Here is a detailed breakdown of what AlphaGenome is and why it is significant:
1. Core Capabilities and Function
- Deciphering Non-Coding DNA: While only 2% of the genome codes for proteins, the remaining 98% tells genes when and where to start or stop functioning. AlphaGenome predicts the impact of mutations in these crucial regulatory regions.
- Extensive Context (1 Million Bases): Unlike previous models, AlphaGenome can analyze up to 1 million base pairs of DNA sequence at once while maintaining single-base-pair resolution. This allows it to see how distant DNA regions interact to control a gene.

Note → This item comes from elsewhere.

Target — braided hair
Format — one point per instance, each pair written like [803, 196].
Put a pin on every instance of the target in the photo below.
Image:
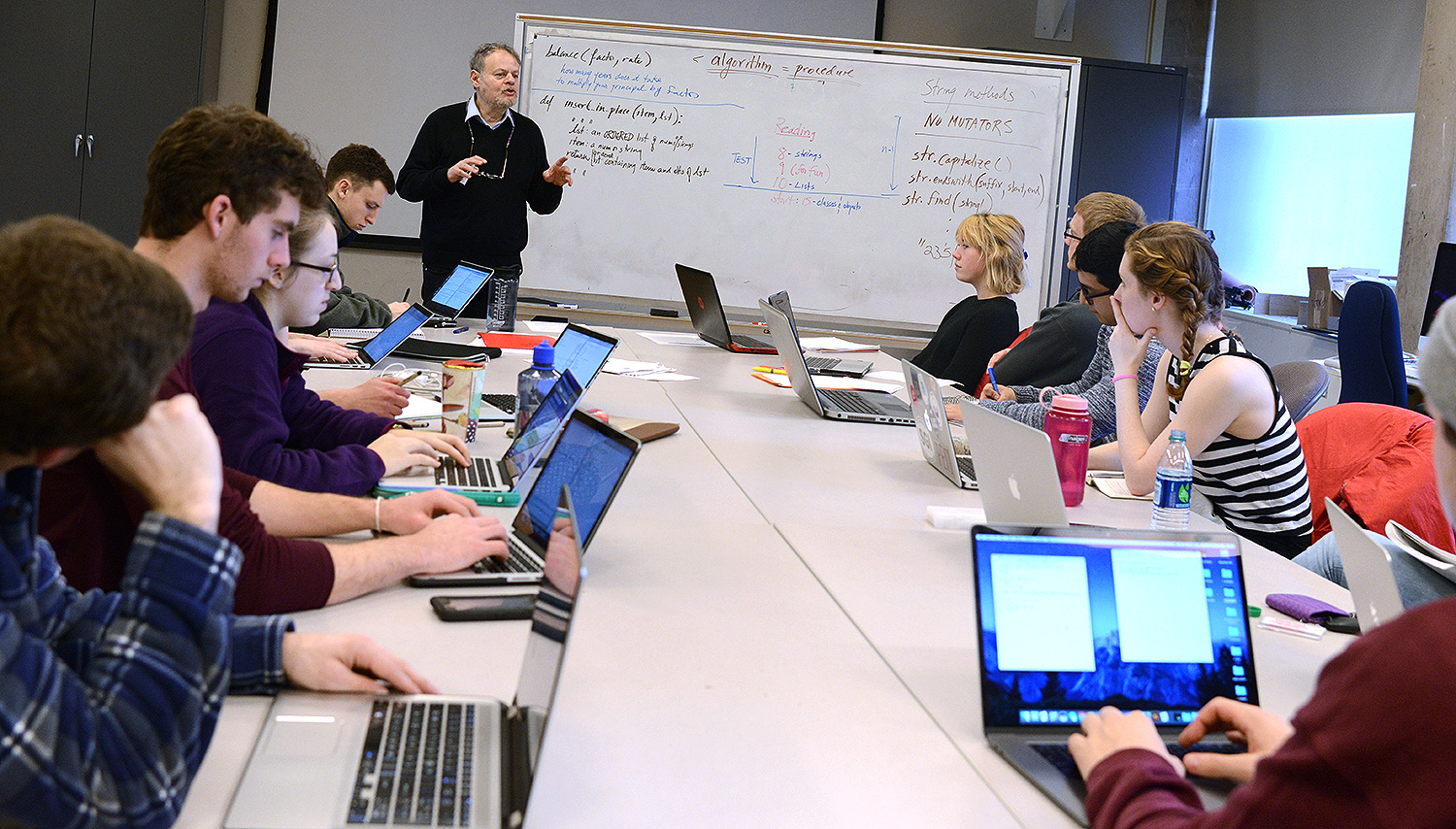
[1176, 259]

- Multimodal Prediction: It simultaneously predicts 11 different molecular properties from a single input sequence, including gene expression (RNA-seq), DNA accessibility, and how RNA is spliced.
- Variant Impact Scoring: The AI can take a specific mutation (a single-letter change in DNA) and predict its functional consequence, such as whether it will increase or decrease the expression of a gene.
2. How it Works
AlphaGenome uses a deep learning architecture that combines:
- Convolutional Layers: To detect small, repeating patterns in the DNA sequence.
- Transformers: To analyze how different, distant positions in the 1-megabase sequence interact with each other.
- Training Data: The model was trained on massive datasets from humans and mice, including data from ENCODE, GTEx, and the 4D Nucleome project.
3. Significance for Science and Health
- Rare Disease Diagnosis: It helps researchers identify the functional impact of variants in non-coding regions, which are often overlooked in patients with undiagnosed, rare diseases.
- Cancer Research: AlphaGenome can predict how non-coding mutations might activate "oncogenes" (cancer-driving genes).
- Drug Development & Synthetic Biology: By understanding how to control gene expression, scientists can design synthetic DNA for gene therapies or identify new therapeutic targets.
4. Relation to Other Models
AlphaGenome is part of DeepMind's "Alpha" family of scientific AI, succeeding:
- AlphaFold/AlphaFold 3: Which predicts protein structures.